There is no longer a consensus on the liberal intellectual framework that prevailed up to now. New players are entering the fray and the company cannot do without careful consideration of these upheavals in its reflection on its social function and responsibilities. The liberal paradigm is no longer the measure of all things. It is contested from a political point of view, at a time when we are witnessing a strong resurgence of calls for national preference in some countries – even a form of exalted nationalism. The forceful return of States can be an opportunity to think afresh about the concepts of regulation, long-term investment and how a company’s nationality is decided, but it can also be a major factor of instability.
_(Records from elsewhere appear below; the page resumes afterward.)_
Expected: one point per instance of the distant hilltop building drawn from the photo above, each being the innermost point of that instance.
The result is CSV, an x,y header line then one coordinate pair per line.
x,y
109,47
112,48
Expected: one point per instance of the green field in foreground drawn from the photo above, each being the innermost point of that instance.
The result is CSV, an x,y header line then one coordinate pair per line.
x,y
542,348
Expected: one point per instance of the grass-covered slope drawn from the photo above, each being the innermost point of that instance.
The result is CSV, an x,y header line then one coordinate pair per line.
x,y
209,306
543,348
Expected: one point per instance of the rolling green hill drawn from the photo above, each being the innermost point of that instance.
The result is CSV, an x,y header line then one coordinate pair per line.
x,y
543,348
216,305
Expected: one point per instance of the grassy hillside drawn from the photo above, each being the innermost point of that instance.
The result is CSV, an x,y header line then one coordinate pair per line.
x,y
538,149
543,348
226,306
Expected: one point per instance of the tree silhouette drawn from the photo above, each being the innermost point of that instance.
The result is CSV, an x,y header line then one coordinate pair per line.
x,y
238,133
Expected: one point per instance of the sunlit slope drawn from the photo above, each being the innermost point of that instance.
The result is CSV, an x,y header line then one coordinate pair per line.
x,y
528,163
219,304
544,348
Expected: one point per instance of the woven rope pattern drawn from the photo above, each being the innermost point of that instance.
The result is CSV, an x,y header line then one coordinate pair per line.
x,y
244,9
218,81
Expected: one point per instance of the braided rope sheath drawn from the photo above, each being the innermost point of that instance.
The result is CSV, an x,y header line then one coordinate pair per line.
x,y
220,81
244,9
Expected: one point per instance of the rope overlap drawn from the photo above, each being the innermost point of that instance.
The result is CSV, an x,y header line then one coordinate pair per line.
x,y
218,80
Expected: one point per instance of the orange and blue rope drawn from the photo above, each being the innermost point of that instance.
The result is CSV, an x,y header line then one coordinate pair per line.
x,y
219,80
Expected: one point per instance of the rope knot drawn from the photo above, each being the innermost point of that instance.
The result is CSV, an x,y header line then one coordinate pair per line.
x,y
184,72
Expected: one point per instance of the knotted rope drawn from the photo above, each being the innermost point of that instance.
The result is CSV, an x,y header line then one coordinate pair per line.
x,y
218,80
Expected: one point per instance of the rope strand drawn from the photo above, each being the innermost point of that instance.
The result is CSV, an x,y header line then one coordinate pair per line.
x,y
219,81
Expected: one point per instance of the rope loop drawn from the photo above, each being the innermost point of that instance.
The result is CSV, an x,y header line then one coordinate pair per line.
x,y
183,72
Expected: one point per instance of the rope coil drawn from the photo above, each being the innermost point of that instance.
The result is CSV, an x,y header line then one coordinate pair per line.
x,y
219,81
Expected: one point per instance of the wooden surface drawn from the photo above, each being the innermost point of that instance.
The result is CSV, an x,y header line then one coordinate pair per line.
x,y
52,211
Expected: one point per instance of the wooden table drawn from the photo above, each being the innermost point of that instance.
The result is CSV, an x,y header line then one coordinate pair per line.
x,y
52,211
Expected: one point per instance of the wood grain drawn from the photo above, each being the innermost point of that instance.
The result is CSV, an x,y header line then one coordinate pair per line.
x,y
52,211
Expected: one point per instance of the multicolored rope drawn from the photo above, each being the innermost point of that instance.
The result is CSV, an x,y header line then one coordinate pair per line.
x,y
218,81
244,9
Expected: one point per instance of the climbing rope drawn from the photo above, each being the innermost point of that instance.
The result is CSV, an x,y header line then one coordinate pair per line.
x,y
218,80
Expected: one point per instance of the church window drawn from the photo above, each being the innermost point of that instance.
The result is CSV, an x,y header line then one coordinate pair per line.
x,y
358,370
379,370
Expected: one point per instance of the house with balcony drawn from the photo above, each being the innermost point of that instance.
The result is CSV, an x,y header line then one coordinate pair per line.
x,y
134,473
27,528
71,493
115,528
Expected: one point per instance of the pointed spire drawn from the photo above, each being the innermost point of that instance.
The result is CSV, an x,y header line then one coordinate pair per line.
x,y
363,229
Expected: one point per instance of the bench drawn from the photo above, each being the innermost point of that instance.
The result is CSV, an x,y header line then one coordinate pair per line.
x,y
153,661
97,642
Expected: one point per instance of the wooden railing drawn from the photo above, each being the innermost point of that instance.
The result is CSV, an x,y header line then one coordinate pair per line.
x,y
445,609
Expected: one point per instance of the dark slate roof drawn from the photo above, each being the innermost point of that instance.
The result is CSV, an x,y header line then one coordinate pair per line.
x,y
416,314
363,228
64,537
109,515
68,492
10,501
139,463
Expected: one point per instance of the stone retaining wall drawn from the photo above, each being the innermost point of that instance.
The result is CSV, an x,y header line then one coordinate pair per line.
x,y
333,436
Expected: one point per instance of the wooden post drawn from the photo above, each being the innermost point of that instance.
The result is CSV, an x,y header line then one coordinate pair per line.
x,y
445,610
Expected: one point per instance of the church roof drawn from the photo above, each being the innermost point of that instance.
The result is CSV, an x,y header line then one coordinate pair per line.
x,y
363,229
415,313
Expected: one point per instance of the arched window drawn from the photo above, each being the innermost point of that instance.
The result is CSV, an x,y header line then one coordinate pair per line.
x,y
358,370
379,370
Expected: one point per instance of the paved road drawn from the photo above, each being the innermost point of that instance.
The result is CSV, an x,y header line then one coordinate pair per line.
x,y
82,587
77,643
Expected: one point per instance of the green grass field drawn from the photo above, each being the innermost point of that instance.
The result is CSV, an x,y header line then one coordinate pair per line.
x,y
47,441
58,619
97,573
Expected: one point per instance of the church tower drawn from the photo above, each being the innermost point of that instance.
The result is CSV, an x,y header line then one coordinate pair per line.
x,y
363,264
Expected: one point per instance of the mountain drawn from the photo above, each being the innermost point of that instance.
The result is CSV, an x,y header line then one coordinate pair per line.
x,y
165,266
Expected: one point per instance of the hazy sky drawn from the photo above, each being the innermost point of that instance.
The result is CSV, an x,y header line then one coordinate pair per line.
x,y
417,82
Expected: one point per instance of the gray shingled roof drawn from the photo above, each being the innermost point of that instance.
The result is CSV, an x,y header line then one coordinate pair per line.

Contesting the liberal paradigm also has significant consequences for the economy when open borders and free trade are called into question. This contestation also raises questions about the primacy of the shareholder and the management principles resulting from this shareholder governance. Finally, this paradigm is contested at the societal level, where demands take the form of a strong requirement to integrate the principles of respect for people and the environment into the heart of corporate strategy. These new demands are driving companies to develop a theory of engagement and adopt an openly pro-social behaviour. As a result, companies have to clarify their projects and the consequences of their actions in society. In parallel with the changing economic situation, new players are emerging: this is the case of the new generation, which stands out by its strong commitment to environmental and social issues, but spurns traditional methods of expressing demands, such as voting. This contestation is multi-faceted and has multiple goals, and it is also expressed by consumers, NGOs and whistle-blowers, each of whom have access to major social, legal and human channels. Taking the time to characterise this social demand, made up of multiple and sometimes contradictory requirements, allows us to better understand the changes affecting the company and calling into question its governance.
As a result of the proliferation of demands, the company is becoming an arena for the expression of power relationships between stakeholders. We need to invent mechanisms for arbitration, for conciliation between the different interests seeking to take over the company. In this respect, the role of the business leader is undergoing a profound change. Business leaders are becoming the conciliators of these interests: it falls on them to create corporate governance strategies to ensure that all voices are equally heard. What are the tools needed to develop an effective system within the company that will enable societal interests to be combined with financial performance requirements as widely as possible? To what extent does incorporating a risk criterion contribute to better understanding the consequences for investment management of the notion of corporate social interest? There is almost unanimous agreement on the importance of the company’s societal role and on the fact that a great deal of work remains to be done to propose ways of taking this societal interest into account in corporate governance. We then propose to examine three governance reforms. Firstly, the consequences of appointing workers’ representatives to company boards: while the French Pacte Act proposes lowering the threshold for the mandatory presence of employee directors, what responsibilities can they be assigned on boards of directors? Secondly, the relevance of separating the functions of chairman and chief executive officer should be examined in the specific context of safeguarding the public interest. Finally, the question of the role of the CSR committee within the Board of Directors needs to be further explored. What powers should this committee have if it decides each year on the conformity of the company’s guidelines with the CSR commitments made, or even the social interest?
On what basis should one define the concept of purpose, or “raison d’être”? As a result of the multiplication of social and environmental demands, legal risk is bound to grow structurally. The starting point for our reflection on raison d’être should be the observation of the increasing judicialisation of society. We can then attempt to understand how defining a raison d’être can contribute to limiting, or controlling, the risks weighing on the company, rather than increasing them. On the face of it, raison d’être does not appear to be a dangerous or protective concept: it all depends on how it is defined and then applied within the company. It must represent the company as an institution that responds to the multiple demands of various stakeholders such as shareholders, clients and also employees. It must contribute to making the company attractive to young talent. To what extent can soft law enable raison d’être to become an effective tool for the company? Unlike an inclusion in the company’s by-laws, the soft law approach attempts to limit the risks of proceedings being brought before a court. The working group will explore the consequences of introducing corporate interest at the level of soft law on the directors’ conduct of the company’s business.
Finally, the idea is also to promote a new vision of the shareholder through the criteria of responsible investment. This proposal requires some clarification: a definition from the investor’s point of view is welcome, but it must not overshadow the diversity of players in the investment world. Criticisms of shareholder governance are mostly directed at activist funds, but these funds are a minority in the investment industry. The majority of savings are managed by institutional investors such as pension funds, asset managers and insurance companies. By the very nature of their activity, these players are structurally concerned about the long-term performance of companies. The question for the responsible investor is therefore really the following: how can one ensure that the voice of the majority, that of institutional investors, returns to the forefront in corporate governance? This question calls for a second, more general question: how can one promote a European vision of responsible investment and governance? Today, around 60% of the CAC 40’s shareholders are US pension funds, which have a virtual monopoly in defining governance practices. While 30% of American savings are invested in the financial markets, only 6% of European savings are used to finance companies. This shortfall in invested savings has atrophied the European investment industry. Europe thus faces a paradox: although it is far ahead in defining criteria for social and environmental responsibility, it remains dependent on the standards set by UK and US funds, which are lagging behind these practices.